Mathematical models are presented that account for the mass transport processes associated with isothermal reversible sorption in building materials. These models account for a) the equilibrium limits of reversible sorption processes, b) boundary layer diffusion transport at the adsorbent surface, and/or c) diffusion transport within the adsorbent proper. Three distinct families of models are formulated with individual members of each family distinguished by the sorption equilibrium relation used in their formulation. The first family is based on a discrete or "lumped parameter" idealization of the zone- air/adsorbent system that enforces only the sorption equilibrium constraint. The second family is based on a more complete discrete idealization that adds to the equilibrium constraint a model of boundary layer diffusion. Finally, the third family adds a discretized continuum idealization of diffusion transport within the adsorbent using the Finite Element Method.

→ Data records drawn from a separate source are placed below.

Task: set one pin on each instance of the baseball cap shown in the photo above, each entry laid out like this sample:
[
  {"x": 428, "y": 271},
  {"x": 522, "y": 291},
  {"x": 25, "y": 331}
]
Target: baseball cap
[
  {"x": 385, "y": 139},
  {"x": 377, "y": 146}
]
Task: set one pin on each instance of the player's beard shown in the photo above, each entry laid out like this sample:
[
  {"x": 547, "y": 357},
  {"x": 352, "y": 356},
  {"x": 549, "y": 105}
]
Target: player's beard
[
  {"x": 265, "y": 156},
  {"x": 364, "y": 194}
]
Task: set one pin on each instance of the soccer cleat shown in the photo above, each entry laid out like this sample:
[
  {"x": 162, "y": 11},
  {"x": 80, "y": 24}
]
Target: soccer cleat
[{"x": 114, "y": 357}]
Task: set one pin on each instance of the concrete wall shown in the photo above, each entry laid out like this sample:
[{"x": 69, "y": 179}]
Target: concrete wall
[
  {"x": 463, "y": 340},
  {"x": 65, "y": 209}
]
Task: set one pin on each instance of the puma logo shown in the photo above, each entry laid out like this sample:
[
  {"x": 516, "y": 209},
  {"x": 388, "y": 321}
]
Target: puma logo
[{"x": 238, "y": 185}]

It is argued that the first model family may be expected to provide reliable predictions of contaminant dispersal in buildings when flow transport processes and source dynamics are slow compared to boundary layer and/or intra-adsorbent transport processes; the second model family is useful for those situations where this is not the case and boundary layer diffusion transport is ratelimiting; the third family provides a means to model those cases where intra-adsorbent transport is rate-limiting. The models are shown to be simple assemblages of dispersal element equations that may be used for general multizone analysis. A comparison the model families is made and measurable criteria are presented to aide in the selection of the model to use. Finally, the results of simple applications of these models are presented that provide some validation of the theory presented.